北欧神話最大の英雄シグルド(ドイツ語圏ではジークフリート)。魔剣グラムを振るい、邪竜ファフニールを倒したドラゴンスレイヤー伝説の代表格です。
竜殺しの英雄
魔剣グラム
父から受け継いだ折れた剣を鍛え直した魔剣「グラム」は、鉄床を一刀両断し、水に浮かべた羊毛すら触れるだけで切れるほどの切れ味を誇りました。
ファフニール退治
財宝を守る邪竜ファフニールに対し、シグルドは地面に穴を掘って待ち伏せし、その上を通った竜の腹を下から突き刺すという戦法で勝利しました。
愛と悲劇
竜の血と心臓
返り血を浴びた(あるいは心臓を食べた)ことで、彼は鳥の言葉を理解し、無敵の肉体(背中を除く)を得ました。
ブリュンヒルデとの恋
眠れる戦乙女ブリュンヒルデを目覚めさせ、愛を誓い合いますが、魔法の薬による記憶喪失や策謀により、二人の関係は破綻。最終的にシグルドは暗殺され、ブリュンヒルデも後を追って自害するという壮絶な悲劇を迎えます。
ファフニールの心臓
竜ファフニールを倒した後、その心臓を焼いて食べたことで、シグルドは鳥の言葉を理解できるようになりました。
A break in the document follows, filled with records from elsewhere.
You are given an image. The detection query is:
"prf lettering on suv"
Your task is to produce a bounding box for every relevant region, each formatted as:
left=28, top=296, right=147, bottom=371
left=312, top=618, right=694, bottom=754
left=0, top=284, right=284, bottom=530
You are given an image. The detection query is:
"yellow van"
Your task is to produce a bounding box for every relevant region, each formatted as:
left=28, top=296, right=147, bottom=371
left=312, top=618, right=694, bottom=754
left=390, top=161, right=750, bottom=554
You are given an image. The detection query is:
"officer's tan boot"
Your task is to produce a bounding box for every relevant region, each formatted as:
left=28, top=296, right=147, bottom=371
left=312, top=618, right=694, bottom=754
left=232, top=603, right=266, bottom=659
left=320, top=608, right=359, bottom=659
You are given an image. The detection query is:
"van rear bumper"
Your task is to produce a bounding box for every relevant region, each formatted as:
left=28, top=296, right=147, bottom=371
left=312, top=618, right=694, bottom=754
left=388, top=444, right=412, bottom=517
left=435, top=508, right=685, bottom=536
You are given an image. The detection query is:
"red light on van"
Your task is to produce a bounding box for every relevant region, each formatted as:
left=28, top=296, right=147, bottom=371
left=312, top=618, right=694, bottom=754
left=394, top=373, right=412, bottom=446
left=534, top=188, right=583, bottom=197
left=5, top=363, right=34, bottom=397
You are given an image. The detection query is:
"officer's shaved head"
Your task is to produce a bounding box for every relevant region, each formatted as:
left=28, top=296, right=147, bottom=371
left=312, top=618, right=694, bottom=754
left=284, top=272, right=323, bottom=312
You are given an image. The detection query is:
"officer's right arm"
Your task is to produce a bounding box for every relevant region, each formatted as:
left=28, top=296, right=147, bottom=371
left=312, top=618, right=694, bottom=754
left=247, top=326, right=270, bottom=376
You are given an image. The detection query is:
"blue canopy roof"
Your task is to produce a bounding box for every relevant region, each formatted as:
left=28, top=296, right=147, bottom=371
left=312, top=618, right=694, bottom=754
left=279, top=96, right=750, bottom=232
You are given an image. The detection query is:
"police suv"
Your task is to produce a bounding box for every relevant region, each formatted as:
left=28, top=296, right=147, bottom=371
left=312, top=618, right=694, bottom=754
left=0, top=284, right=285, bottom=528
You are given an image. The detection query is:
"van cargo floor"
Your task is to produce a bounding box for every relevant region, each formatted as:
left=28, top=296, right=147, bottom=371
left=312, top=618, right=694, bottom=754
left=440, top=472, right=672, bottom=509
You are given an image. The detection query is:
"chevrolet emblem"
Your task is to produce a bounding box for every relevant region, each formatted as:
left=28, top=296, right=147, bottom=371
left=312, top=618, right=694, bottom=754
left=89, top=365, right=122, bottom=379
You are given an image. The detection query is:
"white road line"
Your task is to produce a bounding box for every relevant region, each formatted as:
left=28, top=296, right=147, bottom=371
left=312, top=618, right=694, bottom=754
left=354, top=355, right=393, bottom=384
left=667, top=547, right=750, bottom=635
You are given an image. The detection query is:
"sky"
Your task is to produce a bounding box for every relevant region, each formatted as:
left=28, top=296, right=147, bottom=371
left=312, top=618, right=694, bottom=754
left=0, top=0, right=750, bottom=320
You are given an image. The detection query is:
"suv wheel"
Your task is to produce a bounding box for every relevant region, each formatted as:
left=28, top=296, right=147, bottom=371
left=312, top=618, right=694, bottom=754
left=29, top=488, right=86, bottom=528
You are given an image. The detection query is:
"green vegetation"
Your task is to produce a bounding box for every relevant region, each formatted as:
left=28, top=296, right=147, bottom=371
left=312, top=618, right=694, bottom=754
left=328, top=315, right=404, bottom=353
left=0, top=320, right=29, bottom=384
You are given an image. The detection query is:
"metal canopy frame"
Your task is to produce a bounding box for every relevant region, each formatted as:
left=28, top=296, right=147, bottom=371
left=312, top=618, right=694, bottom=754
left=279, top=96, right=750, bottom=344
鳥たちの警告により、彼は自分を裏切ろうとしていた養父レギンの陰謀を知り、レギンを成敗します。
ブリュンヒルデとの悲恋
炎の壁に囲まれた館で眠る戦乙女ブリュンヒルデを目覚めさせ、愛を誓い合いました。しかし、忘れ薬によって記憶を失い、別の女性グドルーンと結婚してしまいます。これが後の壮絶な悲劇と復讐劇の引き金となりました。
聖剣グラム
シグルドの愛剣グラムは、かつて父シグムンドがオーディンから授かった剣の破片を、名工レギンが打ち直したものです。その切れ味は凄まじく、川に流した羊毛を刃に当てただけで切断し、鍛冶場の鉄床を一撃で両断したと伝えられています。
ニーベルンゲンの歌
北欧神話のシグルド伝説は、後にドイツの叙事詩『ニーベルンゲンの歌』へと発展し、主人公ジークフリートの物語となりました。ワーグナーの楽劇『ニーベルングの指環』でも中心的な英雄として描かれ、彼の竜殺しのエピソードは西洋ファンタジーの原点の一つとなっています。
現代作品への影響
ワーグナーのオペラ
『ニーベルングの指環』の主人公ジークフリートとしての知名度も高く、悲劇的な英雄像は多くの物語に影響を与えています。
Fateシリーズ
シグルドとジークフリートは別人(同一起源の別側面)として描かれ、シグルドは叡智の結晶である眼鏡をかけた、冷徹かつ情熱的な戦士として登場します。
まとめ
シグルドは、その強力な能力やエピソードから、現代の多くの作品でも重要な役割を担っています。北欧神話・ヴォルスンガサガを知る上で欠かせない存在と言えるでしょう。